Маша подавала куски газеты брату, и он, плюнув на клочок бумаги, заклеивал порезы. Ульяна зашла в комнату в тот момент, когда Александр уже подбирался к затылку. У Сергея из головы торчали обрезки газет. Ульяна сразу не поняла, что происходит с ребятами, а когда глянула на стол — обмерла.
— Схоже, маманя? — спросил Александр, орудуя опасной бритвой. — А ты не крути головой, Сережка, а то отбрею шею, слетит голова.
Ульяна пришла в себя.
— Дай-ка, сынок, бритву, я тебе помогу, поправлю маленько.
Ульяна взяла из рук сына бритву, руки у нее дрожали, она убрала бритву, сполоснула под рукомойником Сергею голову.
— Теперь снесите портрет на место и поиграйте в бабки.
Ребята понесли портрет в клуб. Несли по улице осторожно, каждый хотел подержаться за рамку. По дороге все новые и новые ребятишки из других домов примыкали. Шествием командовал Сергей. Портрет бережно пронесли за сцену и повесили на место.
А через неделю — новое испытание материнского терпения.
Любимая игра в бабки требовала биты — вышибать из кона бабки. Голь на выдумку хитра, и ребята на свалке насобирали старые свинцовые пластины из-под аккумуляторов. Затопил Сергей печку. В жестяную банку из-под консервов насыпал свинец и поставил на огонь. Свинец расплавился и стал похож на ртуть. Сергей сбегал к соседям и попросил ковш, дно у которого как раз подходило для биты, да и держать ковш удобно — ручка есть. Из банки, прихватив ее тряпкой, Сергей перелил свинец в ковш, а чтобы быстрее остыла бита, решил плеснуть воды. В это время Маша и сунула нос в ковшик. Охота было поглядеть, как будет остывать свинец. И ей в лицо плюнуло вместе с паром свинцом. Маша заорала и схватилась за лицо. Но, к счастью, она успела закрыть глаза. Свинец остался на коже. Сергей выколупывал его ногтями. Надо было успеть до прихода мамы. Маша только ойкала и всхлипывала.

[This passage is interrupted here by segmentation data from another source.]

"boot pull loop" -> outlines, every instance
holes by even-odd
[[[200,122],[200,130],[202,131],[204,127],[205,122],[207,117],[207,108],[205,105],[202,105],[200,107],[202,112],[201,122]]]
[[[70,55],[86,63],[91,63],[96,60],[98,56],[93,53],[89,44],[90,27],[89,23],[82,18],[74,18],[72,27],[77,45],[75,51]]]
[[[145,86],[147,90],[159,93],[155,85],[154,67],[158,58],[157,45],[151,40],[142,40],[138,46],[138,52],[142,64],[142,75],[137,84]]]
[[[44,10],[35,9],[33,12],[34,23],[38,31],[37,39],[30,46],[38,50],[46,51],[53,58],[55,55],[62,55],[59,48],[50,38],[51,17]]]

Ульяна еще в дверях барака услышала плач дочери. Она на порог — Александр шмыгнул под нары, Сергей заслонил собой Машу. Ульяна глянула на дочь, и сердце оборвалось.
— Оспа!
— Да свинец плюнул Машке в лицо.
— О господи, да не ковыряй ты грязными руками.
На полу матово блестели свинцовые хвостатые лепешки, валялся ковш.
— Уже не больно, мамань! — утешала Маша Ульяну.
Ульяна притянула к себе девочку — глаза целы. В Кузьминках при своей бы земле, только от горшка — и работа по уму, дело по силе — телят ли пасти, гуся доглядеть, разве мало дел по дому — вроде игры, а с пользой, а тут чем заняться? «Сбегаю-ка я сегодня в деревню, — решает Ульяна, — черствеют дети без живности, гибнут без дела…»
Ульяна вскипятила воды, остудила, умыла Машу, смазала ожоги рыбьим жиром.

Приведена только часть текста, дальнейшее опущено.